Die Knoblauchrevolte
Gesang machte Jinjü ihre eigene Einsamkeit schmerzlich bewußt.
Gebückt schnitt der Ältere Bruder Bohnen. Dabei zog er sein lahmes Bein auf eine Weise nach, die komisch wirkte, aber Jinjü ertrug es nicht, ihm zuzusehen. Zu eng war dieses verkrüppelte Bein mit ihrem Schicksal verbunden. Wie oft hatte sie in den zwei Monaten ihres Eingeschlossenseins geträumt, daß sein verkrüppeltes Bein auf ihrer Brust stand und ihr die Luft abdrückte! Wenn sie – atemlos – erwachte, schwammen ihre Augen in Tränen.
Neben ihrem Bohnenacker lag das Maisfeld von Gao Ma. Sein Mais war schon reif, aber noch nicht geerntet. Gao Ma! Gao Ma, wo steckst du bloß? Sie mußte an den letzten Sommer denken, an Gao Mas großen und kräftigen Körper. Sorglos pfeifend war er dahergekommen, hatte ein paar Worte gesagt und ihr bei der Weizenernte geholfen. Noch immer hörte sie seine Stimme und sah seine Gestalt.
Sie erinnerte sich weiter, und ihr Herz krampfte sich zusammen. In ihren Ohren war wieder das dumpf klatschende Geräusch der Holzschemel, die ihre Brüder Gao Ma auf den Kopf schlugen. Wenn sie es nicht mit eigenen Augen gesehen hätte, wäre es für sie unvorstellbar gewesen, daß ihr stets freundlicher älterer Bruder so grausam sein konnte.
»Schwester, mach eine Pause, wenn du erschöpft bist. Setz dich an den Feldrand. Ich mach alleine weiter.«
Das Gesicht ihres Bruders verzog sich, als er das sagte. Seine Augenwinkel waren von Falten gekerbt. Die Farbe seiner Augen war ein helles Grau. Sein Blick wirkte stumpf und starr. Aber hinter seinem Gesichtsausdruck lag etwas verborgen, das sie nur empfinden, aber nicht in Worte fassen konnte, etwas, das wie sein lahmes Bein war, voller Narben und verwachsen. Es war ein Unglück, das Mitleid auslöste. Es war aber auch etwas Häßliches, und seine Häßlichkeit löste Widerwillen aus. Das Gefühl, das sie für ihren Bruder empfand, war identisch mit dem Gefühl, das sie für sein lahmes Bein empfand, eine Mischung aus Mitleid und Widerwillen. Bedauern und Abscheu, Abscheu und Bedauern. In diesen widersprüchlichen Regungen fühlte sie sich wie verfangen. Das Maisfeld rauschte plötzlich.
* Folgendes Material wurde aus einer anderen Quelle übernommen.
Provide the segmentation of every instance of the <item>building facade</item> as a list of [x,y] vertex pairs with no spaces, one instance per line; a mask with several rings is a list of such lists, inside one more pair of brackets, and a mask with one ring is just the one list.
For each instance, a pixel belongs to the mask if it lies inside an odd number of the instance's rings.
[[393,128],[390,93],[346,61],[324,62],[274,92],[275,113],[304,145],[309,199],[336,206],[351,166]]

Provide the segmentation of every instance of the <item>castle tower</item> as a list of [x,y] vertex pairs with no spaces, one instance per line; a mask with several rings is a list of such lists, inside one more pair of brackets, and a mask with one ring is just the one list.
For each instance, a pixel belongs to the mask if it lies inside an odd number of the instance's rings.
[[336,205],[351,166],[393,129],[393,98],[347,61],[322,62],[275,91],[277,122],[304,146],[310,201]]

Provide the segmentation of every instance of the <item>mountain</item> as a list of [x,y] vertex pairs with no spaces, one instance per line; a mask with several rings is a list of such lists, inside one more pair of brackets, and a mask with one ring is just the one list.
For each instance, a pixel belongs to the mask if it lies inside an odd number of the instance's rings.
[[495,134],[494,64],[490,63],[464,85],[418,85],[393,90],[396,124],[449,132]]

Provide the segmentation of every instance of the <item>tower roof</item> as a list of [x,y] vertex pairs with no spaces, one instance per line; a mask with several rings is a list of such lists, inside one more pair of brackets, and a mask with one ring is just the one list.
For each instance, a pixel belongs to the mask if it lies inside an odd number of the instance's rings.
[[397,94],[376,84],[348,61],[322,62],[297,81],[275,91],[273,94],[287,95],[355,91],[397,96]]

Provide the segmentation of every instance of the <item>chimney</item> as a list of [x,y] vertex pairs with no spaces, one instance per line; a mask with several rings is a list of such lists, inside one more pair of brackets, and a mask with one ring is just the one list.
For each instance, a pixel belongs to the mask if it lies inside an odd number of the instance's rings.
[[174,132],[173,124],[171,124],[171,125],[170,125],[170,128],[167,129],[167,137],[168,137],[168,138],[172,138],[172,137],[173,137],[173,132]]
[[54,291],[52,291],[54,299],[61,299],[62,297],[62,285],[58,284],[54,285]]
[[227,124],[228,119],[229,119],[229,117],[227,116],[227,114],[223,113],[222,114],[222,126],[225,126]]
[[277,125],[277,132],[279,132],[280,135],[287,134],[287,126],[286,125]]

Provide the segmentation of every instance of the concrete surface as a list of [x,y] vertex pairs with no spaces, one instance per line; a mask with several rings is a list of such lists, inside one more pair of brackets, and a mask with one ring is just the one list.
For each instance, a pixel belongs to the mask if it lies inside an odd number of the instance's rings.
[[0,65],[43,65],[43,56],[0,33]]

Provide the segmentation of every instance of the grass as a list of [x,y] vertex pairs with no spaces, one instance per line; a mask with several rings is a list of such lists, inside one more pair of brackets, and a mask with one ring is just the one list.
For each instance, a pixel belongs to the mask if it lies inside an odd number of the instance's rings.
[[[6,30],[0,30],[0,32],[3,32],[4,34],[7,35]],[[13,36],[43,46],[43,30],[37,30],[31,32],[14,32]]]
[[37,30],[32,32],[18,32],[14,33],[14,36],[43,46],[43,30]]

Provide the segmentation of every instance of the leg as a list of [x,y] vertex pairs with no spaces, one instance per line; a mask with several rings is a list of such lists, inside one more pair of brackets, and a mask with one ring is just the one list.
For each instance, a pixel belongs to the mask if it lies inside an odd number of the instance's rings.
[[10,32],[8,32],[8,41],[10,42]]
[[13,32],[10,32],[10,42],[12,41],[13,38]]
Ein kühler Wind regte sich. Er fuhr streichelnd über ihre Haare, kroch ihr unter den Kragen und kühlte ihren ganzen Körper. Die Sehnsucht nach Gao Ma hielt sie davon ab, das Maisfeld anzuschauen, und zwang sie zugleich dazu. Der Wind ließ nicht nach. Das Rauschen im Mais verstärkte sich. Die schon vertrockneten Maisfäden und die halbverwelkten Stengel konnten sich nicht mehr wie in ihrer Jugendzeit mit dem Wind bewegen, ihre grünen Blätter sanft flatternde Seidenbänder, die kühle, grüne Wellen bildeten. Der Gedanke daran machte sie traurig. Jetzt standen die Pflanzen ganz starr, und der Wind konnte sie nur noch zum Zittern bringen, nicht mehr zum Schwingen.
Auch die verdorrten Bohnenblätter raschelten. Einige streiften den Boden. Die trockenen und harten Schoten stachen ihr in die Hände. Das tat weh. Sie betrachtete ihre durch zwei Monate Untätigkeit zarter gewordenen Hände und seufzte. Ihr war selbst nicht klar, weshalb sie seufzte. Sie bemerkte, daß ihr Bruder sie schief ansah. Ihre Abneigung gegen ihren Bruder wuchs im gleichen Maße, wie ihre Sehnsucht nach Gao Ma zunahm.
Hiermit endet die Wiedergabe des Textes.